What do you need to do?
- Consult the National Genomic Test Directory. From here you can access the rare and inherited disease eligibility criteria, which provides information about individual tests and their associated eligibility criteria. You can also access a spreadsheet containing details of all available tests.
- For information about how to arrange testing in Wales, Scotland or Northern Ireland, see our Genomic testing in the devolved nations.
- For information about the genes that are included on different gene panels, see the NHS Genomic Medicine Service (GMS) Signed Off Panels Resource.
- For patients who meet test directory eligibility criteria and do not have a personal or family history of a genetic variant in a familial hypoparathyroid gene, select the following.
- R153 Familial hypoparathyroidism: This contains the genes AIRE, CASR, GATA3, GCM2, GNA11, PTH, TBCE and TBX1. Some of these genes are associated with non-syndromic hereditary hypoparathyroidism and hypocalcaemia (CASR, GCM2, GNA11 and PTH), and some are associated with specific syndromes in which hypoparathyroidism is reported (AIRE is associated with autoimmune polyglandular syndrome, GATA3 is associated with hypoparathyroidism, deafness and renal dysplasia syndrome, TBCE is associated with Kenny-Caffey syndrome type 1 and TBX1 is associated with DiGeorge syndrome/Velocardiofacial syndrome). R153 testing detects small variants and copy number variants by small gene panel sequencing.
- Similar or overlapping tests include the below.
- R293 Albright hereditary osteodystrophy pseudohypoparathyroidism, pseudopseudohypoparathyroidism acrodysostosis and osteoma cutis: this test should be used if there is high clinical suspicion of one of these diagnoses.
- R319 Calcium-sensing receptor phenotypes: this panel should be employed if there is a high index of suspicion of autosomal dominant hypocalcaemia type 1 due to a pathogenic variant in the CASR gene.
- R155 Autoimmune polyendocrine syndrome: this panel should be employed in the presence of syndromic clinical features (which are caused by pathogenic variants in the AIRE gene).
- R28 Congenital malformation and dysmorphism syndromes – microarray only: where the dysmorphic features or congenital anomalies are suspected to be consistent with a chromosome anomaly. This test will detect 22q11.2 deletions. Patients with clinical features of 22q11.2 deletion syndrome (also known as DiGeorge syndrome) should be discussed with the clinical genetics team to determine the most appropriate genomic testing approach as Endocrine specialities are not currently listed to request this test.

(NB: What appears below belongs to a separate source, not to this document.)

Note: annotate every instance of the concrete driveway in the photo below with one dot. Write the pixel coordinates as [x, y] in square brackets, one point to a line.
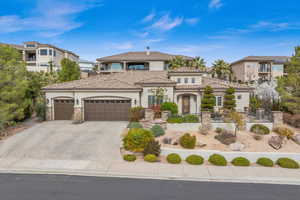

- R137 Congenital heart disease – microarray only. For patients in whom there is a clinical suspicion of 22q11.2 deletion syndrome as well as congenital heart disease, the R137 Congenital heart disease (microarray) test should be requested. However, endocrine is not listed as a requesting specialty and liaison with clinical genetics is advised.
- For patients in whom there is a clinical suspicion of a hereditary cause but no detectable likely pathogenic or pathogenic variant in a hypoparathyroidism predisposition gene, further discussion with the clinical genetics team may identify other genomic testing strategies.
- For patients presenting with hereditary hypoparathyroidism where a genetic diagnosis in a relevant predisposition gene has been established in another family member, single gene testing for that specific variant should be considered (R240).
- None of the tests outlined above use whole genome sequencing, so you should use your local Genomic Laboratory Hub test order form and consent (record of discussion, or RoD) form.
- Most tests are DNA based, and an EDTA sample (typically a purple-topped tube) is required. There are a few tests for which a different type of tube is used; see Samples for genomic testing in rare disease.
- If you are discussing genomics concepts with your patients, you may find it helpful to use the visual communication aids for genomics conversations.
- Information about patient eligibility and test indications were correct at the time of writing. When requesting a test, please refer to the National Genomic Test Directory to confirm the right test for your patient.